Submitted to: Meeting Abstract
Publication Type: Abstract only
Publication Acceptance Date: 2/4/2013
Publication Date: 2/5/2013
Citation: Beck, B.H., Farmer, B.D., Straus, D.L. 2013. Unlocking the secrets of columnaris disease [abstract]. 2013 Mid-Continent Warm Water Fish Culture Workshop, February 4-6, 2013, Mt. Magazine State Park, Paris, Arkansas. p.19. Interpretive Summary:
Technical Abstract: Columnaris disease, caused by the bacterial pathogen Flavobacterium columnare, continues to be a major problem worldwide and commonly leads to tremendous losses of both wild and cultured freshwater fish, particularly in intensively farmed aquaculture species such as channel catfish. Despite its ecologic and economic impacts, the fundamental molecular mechanisms of the host immune response to this pathogen remain unclear. While F. columnare can induce pathologic changes in numerous external tissues, the adhesion of F. columnare to the gill in particular is strongly associated with pathogen virulence and host susceptibility.

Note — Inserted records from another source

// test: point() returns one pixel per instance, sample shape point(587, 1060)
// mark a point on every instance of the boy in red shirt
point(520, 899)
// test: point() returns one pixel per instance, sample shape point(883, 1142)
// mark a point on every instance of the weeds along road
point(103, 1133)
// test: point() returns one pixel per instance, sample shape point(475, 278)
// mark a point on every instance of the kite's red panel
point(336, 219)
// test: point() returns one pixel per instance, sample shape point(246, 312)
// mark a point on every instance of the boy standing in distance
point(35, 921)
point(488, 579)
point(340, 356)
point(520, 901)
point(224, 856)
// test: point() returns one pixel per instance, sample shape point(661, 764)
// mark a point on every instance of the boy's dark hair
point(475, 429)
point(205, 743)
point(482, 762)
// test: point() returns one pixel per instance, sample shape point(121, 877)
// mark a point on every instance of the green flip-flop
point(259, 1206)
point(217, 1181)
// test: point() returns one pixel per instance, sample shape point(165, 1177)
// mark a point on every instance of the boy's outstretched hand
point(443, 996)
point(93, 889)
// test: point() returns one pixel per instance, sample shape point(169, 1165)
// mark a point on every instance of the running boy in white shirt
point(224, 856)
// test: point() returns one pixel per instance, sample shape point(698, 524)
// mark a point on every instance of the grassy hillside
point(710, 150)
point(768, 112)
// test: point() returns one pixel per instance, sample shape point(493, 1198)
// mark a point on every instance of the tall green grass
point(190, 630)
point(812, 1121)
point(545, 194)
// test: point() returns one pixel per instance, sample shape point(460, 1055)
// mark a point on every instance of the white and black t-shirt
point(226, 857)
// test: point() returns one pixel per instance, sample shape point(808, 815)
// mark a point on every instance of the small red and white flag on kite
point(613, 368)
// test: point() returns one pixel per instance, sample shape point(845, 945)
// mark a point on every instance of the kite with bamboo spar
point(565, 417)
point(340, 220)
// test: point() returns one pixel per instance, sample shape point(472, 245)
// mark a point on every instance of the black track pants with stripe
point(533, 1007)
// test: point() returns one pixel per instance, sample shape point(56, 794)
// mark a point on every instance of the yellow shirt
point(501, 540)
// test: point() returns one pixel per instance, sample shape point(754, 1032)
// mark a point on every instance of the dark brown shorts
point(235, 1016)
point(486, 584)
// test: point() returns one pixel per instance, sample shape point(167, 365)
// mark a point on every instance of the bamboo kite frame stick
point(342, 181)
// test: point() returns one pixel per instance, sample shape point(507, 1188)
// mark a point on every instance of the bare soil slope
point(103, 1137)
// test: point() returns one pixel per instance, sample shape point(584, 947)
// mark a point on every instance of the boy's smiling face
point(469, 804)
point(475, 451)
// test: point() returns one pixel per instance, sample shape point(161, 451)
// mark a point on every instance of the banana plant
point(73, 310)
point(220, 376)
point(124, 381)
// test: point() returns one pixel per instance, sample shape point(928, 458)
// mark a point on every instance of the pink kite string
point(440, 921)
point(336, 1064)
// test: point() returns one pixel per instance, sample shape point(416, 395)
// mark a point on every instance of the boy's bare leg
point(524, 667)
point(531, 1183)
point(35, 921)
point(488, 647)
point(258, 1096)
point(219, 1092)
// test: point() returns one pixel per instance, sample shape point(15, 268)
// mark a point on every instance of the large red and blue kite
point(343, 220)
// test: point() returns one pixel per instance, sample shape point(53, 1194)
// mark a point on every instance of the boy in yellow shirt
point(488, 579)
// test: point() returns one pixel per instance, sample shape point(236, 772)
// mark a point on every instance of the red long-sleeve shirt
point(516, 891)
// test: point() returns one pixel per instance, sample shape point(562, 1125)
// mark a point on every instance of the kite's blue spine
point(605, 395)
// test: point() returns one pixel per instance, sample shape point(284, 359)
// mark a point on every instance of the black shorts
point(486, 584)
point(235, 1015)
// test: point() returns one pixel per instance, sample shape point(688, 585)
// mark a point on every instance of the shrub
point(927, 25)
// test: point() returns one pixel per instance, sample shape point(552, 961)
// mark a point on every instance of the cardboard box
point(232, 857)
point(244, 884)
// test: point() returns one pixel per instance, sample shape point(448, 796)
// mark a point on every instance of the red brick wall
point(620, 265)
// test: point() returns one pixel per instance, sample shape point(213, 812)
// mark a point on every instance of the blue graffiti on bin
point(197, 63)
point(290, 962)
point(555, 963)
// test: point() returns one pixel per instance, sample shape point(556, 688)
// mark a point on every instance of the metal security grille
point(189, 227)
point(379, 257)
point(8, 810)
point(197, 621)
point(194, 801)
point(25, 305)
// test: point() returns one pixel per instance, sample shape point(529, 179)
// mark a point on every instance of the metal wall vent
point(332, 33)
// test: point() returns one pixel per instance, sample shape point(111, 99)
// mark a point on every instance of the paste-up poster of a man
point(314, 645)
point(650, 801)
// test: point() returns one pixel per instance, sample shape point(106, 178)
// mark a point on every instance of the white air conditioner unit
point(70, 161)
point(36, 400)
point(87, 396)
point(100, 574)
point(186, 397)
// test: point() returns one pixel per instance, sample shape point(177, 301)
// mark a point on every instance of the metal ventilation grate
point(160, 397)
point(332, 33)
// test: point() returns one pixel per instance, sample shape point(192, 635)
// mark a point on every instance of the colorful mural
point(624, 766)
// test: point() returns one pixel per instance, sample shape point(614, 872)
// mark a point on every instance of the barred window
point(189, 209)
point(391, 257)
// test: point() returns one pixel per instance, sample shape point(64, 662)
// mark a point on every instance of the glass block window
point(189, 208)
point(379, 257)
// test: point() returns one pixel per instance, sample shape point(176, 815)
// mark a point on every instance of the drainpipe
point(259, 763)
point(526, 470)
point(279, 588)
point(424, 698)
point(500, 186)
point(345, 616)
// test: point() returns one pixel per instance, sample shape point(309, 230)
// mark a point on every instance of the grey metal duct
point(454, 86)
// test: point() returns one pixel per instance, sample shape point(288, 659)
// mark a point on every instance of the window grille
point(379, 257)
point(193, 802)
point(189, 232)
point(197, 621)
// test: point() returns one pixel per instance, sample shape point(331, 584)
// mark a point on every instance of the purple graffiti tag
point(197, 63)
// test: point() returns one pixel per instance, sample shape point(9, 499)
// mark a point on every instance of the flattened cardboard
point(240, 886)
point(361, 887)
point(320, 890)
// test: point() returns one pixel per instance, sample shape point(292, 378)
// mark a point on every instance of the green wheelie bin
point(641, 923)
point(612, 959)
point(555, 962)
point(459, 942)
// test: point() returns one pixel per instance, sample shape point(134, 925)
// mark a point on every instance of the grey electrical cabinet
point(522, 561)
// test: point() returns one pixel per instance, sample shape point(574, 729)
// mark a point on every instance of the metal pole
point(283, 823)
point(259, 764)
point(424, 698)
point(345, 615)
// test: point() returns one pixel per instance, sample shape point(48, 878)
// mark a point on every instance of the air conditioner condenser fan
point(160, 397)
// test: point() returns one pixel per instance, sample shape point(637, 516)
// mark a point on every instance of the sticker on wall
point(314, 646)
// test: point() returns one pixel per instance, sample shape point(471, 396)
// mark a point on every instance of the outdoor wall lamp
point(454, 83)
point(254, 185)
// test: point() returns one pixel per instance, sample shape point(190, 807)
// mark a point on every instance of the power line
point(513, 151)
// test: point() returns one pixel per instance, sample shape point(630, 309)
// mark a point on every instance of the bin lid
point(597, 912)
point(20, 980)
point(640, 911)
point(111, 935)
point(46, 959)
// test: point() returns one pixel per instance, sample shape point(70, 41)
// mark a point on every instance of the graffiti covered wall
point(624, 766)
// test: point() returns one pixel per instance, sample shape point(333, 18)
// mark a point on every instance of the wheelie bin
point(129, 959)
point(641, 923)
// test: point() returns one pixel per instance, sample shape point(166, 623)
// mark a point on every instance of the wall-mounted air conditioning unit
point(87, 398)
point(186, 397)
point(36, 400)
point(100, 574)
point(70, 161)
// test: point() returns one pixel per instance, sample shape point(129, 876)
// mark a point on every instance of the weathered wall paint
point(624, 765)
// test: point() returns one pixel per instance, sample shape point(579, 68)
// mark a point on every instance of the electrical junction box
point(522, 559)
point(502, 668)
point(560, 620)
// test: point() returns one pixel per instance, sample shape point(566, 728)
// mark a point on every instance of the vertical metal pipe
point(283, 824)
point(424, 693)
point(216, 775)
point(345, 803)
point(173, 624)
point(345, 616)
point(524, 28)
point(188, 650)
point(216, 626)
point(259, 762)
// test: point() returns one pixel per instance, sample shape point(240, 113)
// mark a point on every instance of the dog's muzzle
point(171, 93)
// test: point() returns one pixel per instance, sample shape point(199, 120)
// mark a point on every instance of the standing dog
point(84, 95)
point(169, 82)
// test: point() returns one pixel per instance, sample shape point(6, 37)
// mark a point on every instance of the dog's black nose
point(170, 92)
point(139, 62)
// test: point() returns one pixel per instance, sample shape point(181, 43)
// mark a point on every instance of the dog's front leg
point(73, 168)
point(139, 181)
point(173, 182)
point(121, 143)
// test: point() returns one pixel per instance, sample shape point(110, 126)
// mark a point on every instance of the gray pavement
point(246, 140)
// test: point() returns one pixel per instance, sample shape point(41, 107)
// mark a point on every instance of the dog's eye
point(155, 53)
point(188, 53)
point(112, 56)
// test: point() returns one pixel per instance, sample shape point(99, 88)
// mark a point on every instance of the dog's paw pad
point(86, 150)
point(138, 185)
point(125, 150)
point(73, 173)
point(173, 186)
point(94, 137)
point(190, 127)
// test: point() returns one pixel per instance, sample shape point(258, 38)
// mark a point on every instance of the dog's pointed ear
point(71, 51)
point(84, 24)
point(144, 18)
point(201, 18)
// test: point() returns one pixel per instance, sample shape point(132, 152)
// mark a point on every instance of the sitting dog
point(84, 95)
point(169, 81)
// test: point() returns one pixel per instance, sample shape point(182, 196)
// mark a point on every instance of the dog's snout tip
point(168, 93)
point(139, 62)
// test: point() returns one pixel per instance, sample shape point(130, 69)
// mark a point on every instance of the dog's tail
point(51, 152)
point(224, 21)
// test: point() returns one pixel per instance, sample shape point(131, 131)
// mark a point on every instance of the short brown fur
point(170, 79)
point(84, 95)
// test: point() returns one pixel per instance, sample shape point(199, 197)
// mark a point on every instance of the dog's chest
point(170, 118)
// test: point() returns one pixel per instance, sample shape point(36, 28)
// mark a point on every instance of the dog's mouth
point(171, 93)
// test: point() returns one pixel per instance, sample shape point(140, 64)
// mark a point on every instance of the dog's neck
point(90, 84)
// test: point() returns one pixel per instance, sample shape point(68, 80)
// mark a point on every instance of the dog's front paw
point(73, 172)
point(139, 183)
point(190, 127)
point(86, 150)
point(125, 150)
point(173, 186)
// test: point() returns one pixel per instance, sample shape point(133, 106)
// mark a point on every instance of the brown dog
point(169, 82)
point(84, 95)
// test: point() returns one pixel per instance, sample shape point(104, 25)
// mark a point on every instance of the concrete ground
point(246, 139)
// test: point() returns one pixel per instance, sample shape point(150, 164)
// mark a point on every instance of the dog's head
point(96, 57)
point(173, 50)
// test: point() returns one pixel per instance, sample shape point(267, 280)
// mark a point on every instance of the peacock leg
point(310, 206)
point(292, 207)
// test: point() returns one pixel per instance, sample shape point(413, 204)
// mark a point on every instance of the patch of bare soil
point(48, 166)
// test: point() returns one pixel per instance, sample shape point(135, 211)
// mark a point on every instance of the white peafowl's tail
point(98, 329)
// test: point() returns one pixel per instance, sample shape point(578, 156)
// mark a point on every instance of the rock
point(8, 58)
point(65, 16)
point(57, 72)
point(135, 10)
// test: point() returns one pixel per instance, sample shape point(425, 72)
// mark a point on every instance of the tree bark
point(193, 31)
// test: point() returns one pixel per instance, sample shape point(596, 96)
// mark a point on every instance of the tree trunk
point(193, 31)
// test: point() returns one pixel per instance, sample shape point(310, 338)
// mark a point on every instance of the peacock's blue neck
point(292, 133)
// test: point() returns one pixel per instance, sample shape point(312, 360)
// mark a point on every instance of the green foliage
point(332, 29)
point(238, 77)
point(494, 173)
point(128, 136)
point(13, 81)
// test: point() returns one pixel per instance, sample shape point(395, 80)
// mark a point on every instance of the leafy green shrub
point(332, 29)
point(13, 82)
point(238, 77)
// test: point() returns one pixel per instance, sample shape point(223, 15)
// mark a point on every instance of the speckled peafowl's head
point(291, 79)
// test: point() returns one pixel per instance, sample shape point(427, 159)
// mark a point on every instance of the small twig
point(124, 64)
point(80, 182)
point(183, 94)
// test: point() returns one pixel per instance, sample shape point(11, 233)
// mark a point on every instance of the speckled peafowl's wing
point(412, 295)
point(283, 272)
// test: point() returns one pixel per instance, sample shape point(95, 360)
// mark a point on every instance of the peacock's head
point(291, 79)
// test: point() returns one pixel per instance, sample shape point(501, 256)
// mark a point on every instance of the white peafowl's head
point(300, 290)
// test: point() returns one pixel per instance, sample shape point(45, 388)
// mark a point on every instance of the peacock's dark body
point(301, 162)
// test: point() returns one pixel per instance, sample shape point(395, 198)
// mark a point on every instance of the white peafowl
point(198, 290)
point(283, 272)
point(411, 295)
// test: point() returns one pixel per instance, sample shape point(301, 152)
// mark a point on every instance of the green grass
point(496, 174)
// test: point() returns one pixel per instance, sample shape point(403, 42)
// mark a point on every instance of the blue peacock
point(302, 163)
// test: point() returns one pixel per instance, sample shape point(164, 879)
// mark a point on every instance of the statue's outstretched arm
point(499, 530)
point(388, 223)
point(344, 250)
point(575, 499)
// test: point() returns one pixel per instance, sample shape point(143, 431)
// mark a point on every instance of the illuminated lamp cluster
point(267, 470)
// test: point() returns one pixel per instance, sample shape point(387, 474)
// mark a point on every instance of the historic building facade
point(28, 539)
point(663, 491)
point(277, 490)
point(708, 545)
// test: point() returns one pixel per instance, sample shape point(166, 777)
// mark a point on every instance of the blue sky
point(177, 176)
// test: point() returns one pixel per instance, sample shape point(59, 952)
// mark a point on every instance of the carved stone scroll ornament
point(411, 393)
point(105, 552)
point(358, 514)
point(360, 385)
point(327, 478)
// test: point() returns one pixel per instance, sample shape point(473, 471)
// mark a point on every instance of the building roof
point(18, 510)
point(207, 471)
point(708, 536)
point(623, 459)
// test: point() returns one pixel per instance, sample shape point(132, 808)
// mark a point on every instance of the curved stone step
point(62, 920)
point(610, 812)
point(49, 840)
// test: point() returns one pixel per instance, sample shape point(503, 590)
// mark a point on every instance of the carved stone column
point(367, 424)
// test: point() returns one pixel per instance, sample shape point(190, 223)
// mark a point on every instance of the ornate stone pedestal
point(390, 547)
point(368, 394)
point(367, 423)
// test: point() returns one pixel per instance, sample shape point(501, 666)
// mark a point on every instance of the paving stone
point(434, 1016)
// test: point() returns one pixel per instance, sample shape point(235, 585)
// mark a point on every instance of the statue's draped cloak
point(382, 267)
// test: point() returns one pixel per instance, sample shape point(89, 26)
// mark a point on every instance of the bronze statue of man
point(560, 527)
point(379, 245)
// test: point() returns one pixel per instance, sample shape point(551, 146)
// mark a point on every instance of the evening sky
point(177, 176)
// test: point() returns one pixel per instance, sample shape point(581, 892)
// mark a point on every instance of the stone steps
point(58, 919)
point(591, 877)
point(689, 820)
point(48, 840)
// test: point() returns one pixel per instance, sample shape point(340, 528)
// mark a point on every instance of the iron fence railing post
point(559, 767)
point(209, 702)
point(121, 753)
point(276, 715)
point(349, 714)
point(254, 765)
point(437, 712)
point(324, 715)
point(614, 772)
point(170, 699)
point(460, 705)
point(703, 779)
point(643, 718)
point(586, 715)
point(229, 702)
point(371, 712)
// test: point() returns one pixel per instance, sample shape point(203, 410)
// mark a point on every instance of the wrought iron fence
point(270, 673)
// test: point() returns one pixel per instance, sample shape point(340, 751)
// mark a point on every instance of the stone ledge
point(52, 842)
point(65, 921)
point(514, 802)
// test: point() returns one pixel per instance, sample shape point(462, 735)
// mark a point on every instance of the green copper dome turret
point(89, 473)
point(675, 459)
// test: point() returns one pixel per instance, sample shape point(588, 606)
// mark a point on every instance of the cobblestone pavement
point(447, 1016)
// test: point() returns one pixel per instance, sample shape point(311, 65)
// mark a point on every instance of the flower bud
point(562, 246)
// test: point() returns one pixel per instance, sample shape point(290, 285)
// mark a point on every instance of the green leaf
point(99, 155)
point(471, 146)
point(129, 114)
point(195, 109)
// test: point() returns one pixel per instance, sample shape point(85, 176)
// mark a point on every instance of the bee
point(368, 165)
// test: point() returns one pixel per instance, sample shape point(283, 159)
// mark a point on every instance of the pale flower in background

Recently, in this regard, using next-generation gene profiling we found that a rhamnose-binding lectin (RBL; a family of molecules that bind sugar structures on bacteria) was dramatically upregulated in the gill of fish infected with F. columnare (as compared to naïve, unchallenged fish). Thus, in the present study we sought to further characterize and understand the RBL response in channel catfish. We first identified two distinct catfish families with differential susceptibilities to columnaris disease; one family was found to be completely resistant while the other was susceptible (0% mortality versus 20% respectively). Exclusively, in the susceptible family, we observed a strong upregulation in RBL that persisted for at least 24 h (P < 0.05). To elucidate whether RBL play a more direct role in columnaris disease development, we exposed channel catfish to different doses of the putative RBL ligands l-rhamnose and d-galactose, and found that these sugars protected channel catfish against columnaris disease, likely through competition with F. columnare binding of host RBL. Finally, we examined the role of nutritional status on RBL regulation and found that RBL expression was upregulated (>120-fold; P < 0.05) in fish fasted for 7 d (as compared to fish fed to satiation daily), yet expression levels returned to those of satiated fish within 4 h after re-feeding. Collectively, these findings highlight roles for RBL in the context of columnaris disease initiation and reveal new aspects linking RBL regulation to feed availability.